Я твердо решил отправляться обратно. Когда стоял конец февраля – я собирался в дорогу и прощался мысленно с Тарой и Экхофом, а когда пришел март, я сказал им вслух "до ближайшей встречи", поблагодарил за все хорошее, что они для меня сделали, и отправился в путь. Как бы там ни было я вернусь. Через год я вернусь. Нет никаких причин, почему я должен был бы остаться жить в том кошмаре, в котором жил так долго.
В августе мне должен будет исполниться семнадцатый год. В августе я уже буду дома. И снова в свой день рождения я пойду в дорогу. Выйти раньше и не застать холодного ноября в пути – было бы разумным. Но вряд ли мы успеем проститься со всем, что нам было дорого и собрать оставшееся, более нужное, столь быстро.

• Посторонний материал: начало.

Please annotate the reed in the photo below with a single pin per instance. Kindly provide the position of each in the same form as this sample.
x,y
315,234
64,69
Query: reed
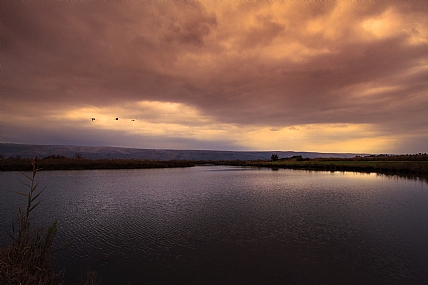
x,y
26,259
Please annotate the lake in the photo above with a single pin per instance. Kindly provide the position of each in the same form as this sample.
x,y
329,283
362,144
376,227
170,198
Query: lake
x,y
231,225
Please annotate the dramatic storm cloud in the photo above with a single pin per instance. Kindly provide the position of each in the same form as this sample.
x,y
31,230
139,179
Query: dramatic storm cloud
x,y
333,76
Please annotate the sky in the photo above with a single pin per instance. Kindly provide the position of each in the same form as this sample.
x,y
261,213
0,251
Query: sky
x,y
328,76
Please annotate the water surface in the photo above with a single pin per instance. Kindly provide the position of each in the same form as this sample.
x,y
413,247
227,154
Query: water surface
x,y
229,225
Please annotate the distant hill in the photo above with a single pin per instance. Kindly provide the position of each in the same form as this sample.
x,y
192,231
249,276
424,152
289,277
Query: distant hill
x,y
98,152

Я сижу, сбросив рюкзак с плеч, на прохладной земле, прислоняясь спиной к стволу. Воздух пахнет дождем и заходит солнце. Веет теплым весенним ветром. Я разворачиваю остатки еды, отставляю сумку в сторону, тихо ужинаю под пение птиц. Окидываю мысленным взором пройденную дорогу, пока пережевываю пищу. Пути осталось на полмесяца. Майский лес, не октябрьский. Идти по нему приятно, будто гуляю с хорошим другом.
Я готов к возвращению домой, и мне не терпится увидеть родных. Думаю о волнующейся матери. Она, наверное, места себе не находит до сих пор. Вспоминаю о Лорелее все чаще. Ее образ уже снова светлый и зовет меня, манит мягким голосом. Хочу уже осчастливить их всех своим приходом. Маму и Лорелею, братьев и сестер. Даже отца. Он наконец-то будет мною гордиться.
Идут дни и недели. Я все больше укрепляюсь в ощущении того, что несу с собой в деревню благо. Я ощущаю такую огромную силу в руках, которая способна была бы свернуть горы, встреться они на моем пути. Ничто не может больше заставить меня сомневаться. Ничто и никогда. Теперь я совершенно другой человек.
Я выхожу на желтую поляну, целый широкий луг с огромными кузнечиками. Здесь осенью я только начинал свой путь. Мог ли я поверить, что вернусь когда-нибудь сюда? Я надеялся, но сомнения были. Думаю о том, как понравится на этом лугу Лорелее, когда заберу ее с собой.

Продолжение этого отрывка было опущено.